Review: Furia

Title: Furia
Author: Yamile Saied Méndez
Publisher: Algonquin Young Readers
Pages: 368
Review copy: Digital ARC via publisher
Availability: September 15, 2020

Summary: In Rosario, Argentina, Camila Hassan lives a double life.

At home, she is a careful daughter, living within her mother’s narrow expectations, in her rising-soccer-star brother’s shadow, and under the abusive rule of her short-tempered father.

On the field, she is La Furia, a powerhouse of skill and talent. When her team qualifies for the South American tournament, Camila gets the chance to see just how far those talents can take her. In her wildest dreams, she’d get an athletic scholarship to a North American university.

But the path ahead isn’t easy.
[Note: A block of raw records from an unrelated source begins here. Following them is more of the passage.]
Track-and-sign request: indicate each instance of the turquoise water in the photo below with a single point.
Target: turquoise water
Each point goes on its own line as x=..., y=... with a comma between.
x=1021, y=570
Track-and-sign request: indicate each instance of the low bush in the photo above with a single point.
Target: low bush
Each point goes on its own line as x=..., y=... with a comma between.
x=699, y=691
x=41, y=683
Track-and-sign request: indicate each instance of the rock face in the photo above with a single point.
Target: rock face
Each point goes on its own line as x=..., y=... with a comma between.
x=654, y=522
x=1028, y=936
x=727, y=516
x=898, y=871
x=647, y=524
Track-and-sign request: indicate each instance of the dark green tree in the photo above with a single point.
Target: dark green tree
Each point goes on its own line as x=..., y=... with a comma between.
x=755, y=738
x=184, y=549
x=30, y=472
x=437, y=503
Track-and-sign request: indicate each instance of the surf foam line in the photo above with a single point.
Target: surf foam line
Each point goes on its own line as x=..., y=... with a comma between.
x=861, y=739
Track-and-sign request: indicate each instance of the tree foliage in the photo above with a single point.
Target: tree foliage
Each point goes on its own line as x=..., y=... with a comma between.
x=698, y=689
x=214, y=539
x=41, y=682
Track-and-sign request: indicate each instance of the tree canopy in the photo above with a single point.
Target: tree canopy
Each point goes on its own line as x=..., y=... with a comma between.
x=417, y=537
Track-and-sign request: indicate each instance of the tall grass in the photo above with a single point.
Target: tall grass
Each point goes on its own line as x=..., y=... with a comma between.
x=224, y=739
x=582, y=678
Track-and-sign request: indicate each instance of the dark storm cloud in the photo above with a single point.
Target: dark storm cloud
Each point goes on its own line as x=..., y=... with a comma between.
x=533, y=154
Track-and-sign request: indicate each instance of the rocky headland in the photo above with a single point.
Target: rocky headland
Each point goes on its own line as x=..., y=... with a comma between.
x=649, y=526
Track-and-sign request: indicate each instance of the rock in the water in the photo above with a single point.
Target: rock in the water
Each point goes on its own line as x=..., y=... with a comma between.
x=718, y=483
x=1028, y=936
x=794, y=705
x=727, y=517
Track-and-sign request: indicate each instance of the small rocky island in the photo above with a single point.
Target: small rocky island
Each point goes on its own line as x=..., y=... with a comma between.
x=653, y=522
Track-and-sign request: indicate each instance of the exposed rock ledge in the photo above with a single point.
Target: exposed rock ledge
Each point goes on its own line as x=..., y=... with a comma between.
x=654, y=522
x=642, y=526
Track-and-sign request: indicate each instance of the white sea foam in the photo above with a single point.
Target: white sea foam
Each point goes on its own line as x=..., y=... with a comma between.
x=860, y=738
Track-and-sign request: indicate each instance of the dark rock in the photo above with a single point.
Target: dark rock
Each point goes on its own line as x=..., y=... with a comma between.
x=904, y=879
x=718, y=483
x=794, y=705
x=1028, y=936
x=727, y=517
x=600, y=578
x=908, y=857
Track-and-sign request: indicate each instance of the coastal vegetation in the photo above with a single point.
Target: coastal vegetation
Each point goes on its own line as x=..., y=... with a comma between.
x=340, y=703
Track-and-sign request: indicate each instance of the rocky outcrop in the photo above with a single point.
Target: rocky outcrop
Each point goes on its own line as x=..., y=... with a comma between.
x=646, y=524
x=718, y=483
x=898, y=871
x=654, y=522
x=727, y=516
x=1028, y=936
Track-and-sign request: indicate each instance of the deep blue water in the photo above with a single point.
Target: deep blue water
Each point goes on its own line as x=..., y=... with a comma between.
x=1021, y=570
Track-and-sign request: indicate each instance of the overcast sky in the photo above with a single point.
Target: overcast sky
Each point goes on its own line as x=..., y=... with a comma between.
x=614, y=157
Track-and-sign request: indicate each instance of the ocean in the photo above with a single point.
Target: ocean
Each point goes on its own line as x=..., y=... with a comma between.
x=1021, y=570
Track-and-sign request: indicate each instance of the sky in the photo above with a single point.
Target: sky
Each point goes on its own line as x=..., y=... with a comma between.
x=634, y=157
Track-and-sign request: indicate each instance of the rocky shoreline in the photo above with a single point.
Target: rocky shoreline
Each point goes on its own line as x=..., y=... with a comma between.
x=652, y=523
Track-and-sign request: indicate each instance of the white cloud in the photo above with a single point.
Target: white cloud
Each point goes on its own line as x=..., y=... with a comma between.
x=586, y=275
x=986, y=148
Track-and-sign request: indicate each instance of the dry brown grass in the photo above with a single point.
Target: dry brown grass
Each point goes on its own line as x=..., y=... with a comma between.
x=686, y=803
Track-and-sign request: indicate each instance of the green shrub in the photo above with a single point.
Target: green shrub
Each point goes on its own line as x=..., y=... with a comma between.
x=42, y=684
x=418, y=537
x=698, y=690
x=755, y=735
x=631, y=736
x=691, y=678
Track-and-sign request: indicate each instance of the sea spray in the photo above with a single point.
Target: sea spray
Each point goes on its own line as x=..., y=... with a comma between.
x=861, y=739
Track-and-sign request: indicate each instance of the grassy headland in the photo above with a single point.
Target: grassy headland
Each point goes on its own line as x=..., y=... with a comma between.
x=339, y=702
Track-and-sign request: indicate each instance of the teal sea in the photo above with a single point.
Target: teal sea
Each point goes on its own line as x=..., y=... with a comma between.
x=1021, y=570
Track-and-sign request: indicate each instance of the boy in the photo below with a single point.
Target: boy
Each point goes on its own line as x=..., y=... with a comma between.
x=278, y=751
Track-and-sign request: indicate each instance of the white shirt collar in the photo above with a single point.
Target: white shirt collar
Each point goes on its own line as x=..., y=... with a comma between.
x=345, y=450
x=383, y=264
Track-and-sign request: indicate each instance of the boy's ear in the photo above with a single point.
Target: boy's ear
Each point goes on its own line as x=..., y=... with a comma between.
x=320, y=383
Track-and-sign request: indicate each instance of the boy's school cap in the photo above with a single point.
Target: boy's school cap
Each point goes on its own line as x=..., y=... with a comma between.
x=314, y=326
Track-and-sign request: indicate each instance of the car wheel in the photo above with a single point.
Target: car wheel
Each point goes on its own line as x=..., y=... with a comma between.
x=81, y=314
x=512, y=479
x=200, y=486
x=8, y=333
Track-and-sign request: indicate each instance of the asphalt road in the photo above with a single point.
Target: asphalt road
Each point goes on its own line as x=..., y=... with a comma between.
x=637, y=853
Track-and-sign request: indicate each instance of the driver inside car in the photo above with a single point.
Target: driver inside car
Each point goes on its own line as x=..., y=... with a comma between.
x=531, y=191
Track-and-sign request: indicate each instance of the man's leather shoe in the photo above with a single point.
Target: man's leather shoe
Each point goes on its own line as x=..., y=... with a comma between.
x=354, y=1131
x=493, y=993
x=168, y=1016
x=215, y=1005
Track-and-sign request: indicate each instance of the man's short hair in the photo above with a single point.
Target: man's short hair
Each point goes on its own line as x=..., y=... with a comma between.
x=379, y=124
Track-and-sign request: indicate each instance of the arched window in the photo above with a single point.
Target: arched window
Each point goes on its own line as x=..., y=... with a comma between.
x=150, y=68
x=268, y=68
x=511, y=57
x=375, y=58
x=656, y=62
Her parents don’t know about her passion. They wouldn’t allow a girl to play fútbol—and she needs their permission to go any farther. And the boy she once loved is back in town. Since he left, Diego has become an international star, playing in Italy for the renowned team Juventus. Camila doesn’t have time to be distracted by her feelings for him. Things aren’t the same as when he left: she has her own passions and ambitions now, and La Furia cannot be denied. As her life becomes more complicated, Camila is forced to face her secrets and make her way in a world with no place for the dreams and ambition of a girl like her.

Review: Camila Hassan made me care about fútbol. She cares so much it was impossible not to get excited about the sport with her. Whether readers are big fans or not, they will likely be able to connect with Camila’s love for the sport. Many folks can understand the situation of wanting something so badly they’re willing to go to great lengths, even lying to family, to make things happen. And fútbol fans will likely find much to get excited about.

What I really appreciated about Furia is that it’s a solidly realistic story. This is not a rom-com with everything falling into Camila’s lap after a few mix-ups or cute interactions. It does have  some sweet, romantic, and funny moments, but this is truly what I’d call realistic fiction. There are difficult choices and maybe some other readers predicted everything, but I was not able to guess all of the twists and turns of the story.

Though fútbol is central to the plot, there is quite a bit more going on within her community and family. One thread is the disappearances and attacks on girls and women. There are specific beliefs about where and when respectable women and girls are meant to be and how they are to move through the world. In the eyes of many, there are any number of things that can ruin a girl’s reputation or invite unwanted and even deadly attention. Camila, along with her friends and family, must decide whether they will accept the status quo or work to create change. Supporting the feminist movement could have serious consequences such as being expelled from school or even physical threats.

The relationships in her family were also very interesting. Camila and her brother are close, but again, gender affects many aspects of their interactions. Her father was difficult, but Camila also has to work through her feelings about a mother who seems overly focused on her son and is unwilling or unable to stand up for her daughter.

Recommendation: Get it as soon as you can. Camila captured my heart with her passion and determination. She’s not waiting to be rescued. She’s not waiting for space to be made for her or to be invited to use her voice. She makes a way where it seems there is no way and you’ll want to see her in action.